Following in her wake was Zora Neale Hurston. She became one of the most eminent female authors of the time, penning over fifty works, including novels, short stories, plays and essays, portraying African Americans’ racial struggles in the early 1900s. Tackling contemporary issues in the Black community, her works were published in the prolific African American journal Fire!! established by herself, along with writers such as Wallace Henry Thurman, Countee Cullen, Langston Hughes and artists Aaron Douglass and Richard Bruce Nugent. Together, they explored many controversial issues within the Black community through the voices of younger authors, touching on topics such as homosexuality, promiscuity, prostitution and colour prejudice.
The Legacy of the Harlem Renaissance
While artists and writers continued to create work, the opportunity wave ceased. However, their work was not in vain. The outstanding contribution to all creative fields laid the foundation for the Black Arts Movement of the 1960s. It brought around new awareness for Black art, one that was considered serious in the elite art world. Artists and writers continued dealing with issues like race and sexuality while exploring the everchanging African American experience. The new Black identity forged in the centre of the movement also caused a rippling effect regarding political justice. A product of the ongoing persecution of Black people across the country and the continued racial segregation laws, the newfound sense of African American independence felt in this period forced a new awareness of civil and political rights, consequently leading to race riots and the monumental Civil Rights Act of 1964.

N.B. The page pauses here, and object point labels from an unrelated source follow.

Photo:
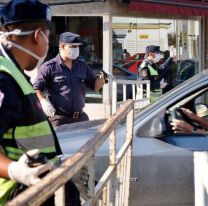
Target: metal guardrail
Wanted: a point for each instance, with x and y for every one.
(140, 95)
(113, 186)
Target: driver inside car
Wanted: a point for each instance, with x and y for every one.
(181, 126)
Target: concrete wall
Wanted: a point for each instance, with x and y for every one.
(113, 7)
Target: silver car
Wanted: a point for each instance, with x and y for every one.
(162, 164)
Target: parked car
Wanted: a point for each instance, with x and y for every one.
(162, 163)
(186, 69)
(120, 73)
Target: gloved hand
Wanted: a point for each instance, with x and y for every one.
(163, 84)
(48, 108)
(20, 172)
(104, 75)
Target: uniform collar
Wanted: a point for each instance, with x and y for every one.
(60, 62)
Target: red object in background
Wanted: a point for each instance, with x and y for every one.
(133, 62)
(176, 7)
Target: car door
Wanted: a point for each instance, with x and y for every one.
(162, 164)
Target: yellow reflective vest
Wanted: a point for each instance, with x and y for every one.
(33, 130)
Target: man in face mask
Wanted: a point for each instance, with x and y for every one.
(65, 78)
(152, 70)
(24, 127)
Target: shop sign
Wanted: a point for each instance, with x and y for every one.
(144, 36)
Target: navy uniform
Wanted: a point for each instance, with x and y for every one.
(66, 87)
(23, 125)
(154, 72)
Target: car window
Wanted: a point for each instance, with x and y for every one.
(159, 124)
(119, 72)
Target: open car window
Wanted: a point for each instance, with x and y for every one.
(159, 125)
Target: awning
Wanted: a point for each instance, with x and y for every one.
(178, 7)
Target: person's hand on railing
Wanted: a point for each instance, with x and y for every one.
(19, 171)
(81, 181)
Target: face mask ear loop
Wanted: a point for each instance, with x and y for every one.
(3, 52)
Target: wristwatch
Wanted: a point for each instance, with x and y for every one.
(194, 128)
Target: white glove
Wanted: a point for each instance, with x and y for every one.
(163, 84)
(19, 171)
(47, 107)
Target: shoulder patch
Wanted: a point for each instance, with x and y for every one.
(143, 65)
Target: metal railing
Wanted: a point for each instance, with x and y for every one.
(140, 95)
(113, 186)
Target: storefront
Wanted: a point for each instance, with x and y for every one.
(108, 27)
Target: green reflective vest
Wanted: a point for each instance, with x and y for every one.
(33, 130)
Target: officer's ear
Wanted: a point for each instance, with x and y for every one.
(61, 45)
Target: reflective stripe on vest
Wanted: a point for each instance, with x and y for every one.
(36, 134)
(153, 72)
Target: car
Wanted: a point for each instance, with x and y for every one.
(162, 171)
(186, 69)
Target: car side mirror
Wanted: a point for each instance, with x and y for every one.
(201, 110)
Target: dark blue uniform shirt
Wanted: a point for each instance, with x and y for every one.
(66, 87)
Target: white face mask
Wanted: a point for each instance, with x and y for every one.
(157, 58)
(73, 53)
(10, 44)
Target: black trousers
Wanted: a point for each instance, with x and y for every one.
(58, 120)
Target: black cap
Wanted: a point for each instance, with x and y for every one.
(20, 11)
(153, 48)
(71, 38)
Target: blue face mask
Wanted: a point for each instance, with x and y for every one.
(9, 44)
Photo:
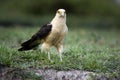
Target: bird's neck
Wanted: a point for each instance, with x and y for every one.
(58, 20)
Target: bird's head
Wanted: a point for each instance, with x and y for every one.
(61, 13)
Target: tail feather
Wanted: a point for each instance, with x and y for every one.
(30, 44)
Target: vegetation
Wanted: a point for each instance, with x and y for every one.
(85, 49)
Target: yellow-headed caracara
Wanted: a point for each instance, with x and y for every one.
(51, 34)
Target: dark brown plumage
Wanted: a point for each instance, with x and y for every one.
(36, 38)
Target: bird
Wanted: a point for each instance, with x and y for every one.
(51, 34)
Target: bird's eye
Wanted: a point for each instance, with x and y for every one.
(58, 11)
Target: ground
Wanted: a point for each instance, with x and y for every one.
(86, 49)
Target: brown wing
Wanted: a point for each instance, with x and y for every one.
(33, 42)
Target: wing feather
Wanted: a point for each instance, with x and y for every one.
(34, 41)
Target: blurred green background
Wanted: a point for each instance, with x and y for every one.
(103, 14)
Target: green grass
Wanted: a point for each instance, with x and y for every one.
(84, 49)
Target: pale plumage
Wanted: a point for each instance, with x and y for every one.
(49, 35)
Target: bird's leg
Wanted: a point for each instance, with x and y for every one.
(60, 50)
(45, 47)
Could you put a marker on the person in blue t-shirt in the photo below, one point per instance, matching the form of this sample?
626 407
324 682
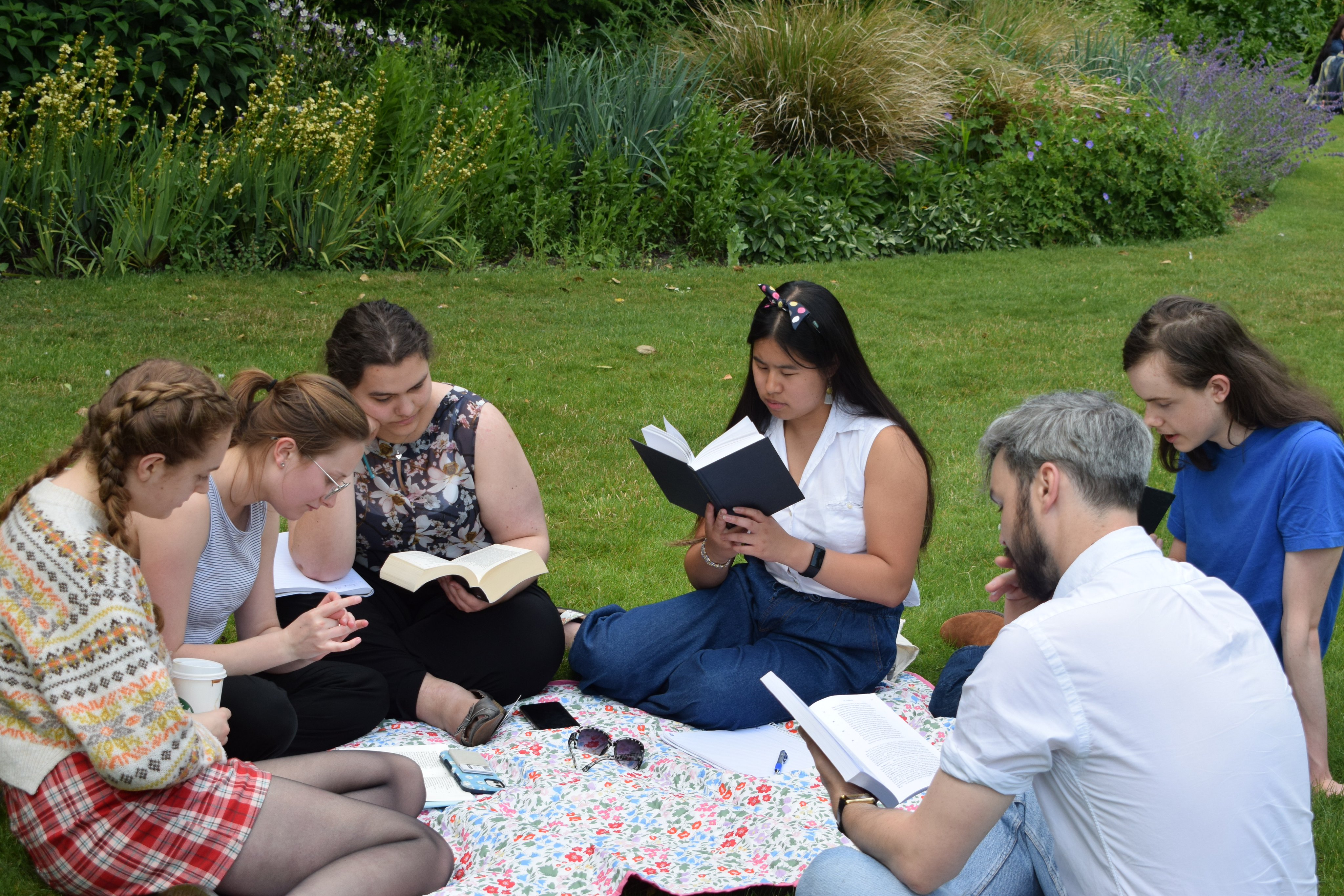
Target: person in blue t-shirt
1260 484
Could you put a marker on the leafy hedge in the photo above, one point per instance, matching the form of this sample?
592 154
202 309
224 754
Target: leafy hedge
173 37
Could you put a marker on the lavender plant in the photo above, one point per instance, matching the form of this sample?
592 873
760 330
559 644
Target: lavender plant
1247 117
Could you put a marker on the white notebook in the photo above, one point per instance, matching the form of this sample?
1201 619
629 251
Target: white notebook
440 786
291 581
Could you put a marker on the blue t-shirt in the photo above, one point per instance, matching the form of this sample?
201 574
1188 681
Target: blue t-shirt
1280 491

While this was a pivotal time for African American culture, it was not without its critics. The major cultural reawakening that secured a new and unique identity within the wider American society was brandished by some as an assimilation of dominant white culture rather than an authentically African-American one. Although the socio-political landscape of the time determined the boundaries in which Black people could create a life for themselves, they were criticised for utilising what small freedoms they had to find their voice.
As labelled by Alain Locke, this “spiritual coming of age” saw African American artists and thinkers seize the moment of group expression and carve out a new identity for themselves at the beginning of the twentieth century.
While the movement was not confined to Harlem, the district became well-known as the centre of Black creative talent. A prolific time in American cultural history, the prominent creatives of the Harlem Renaissance created a new world for the generations to follow, establishing a new Black identity and awareness of such in wider society through their often poignant and thought-provoking work.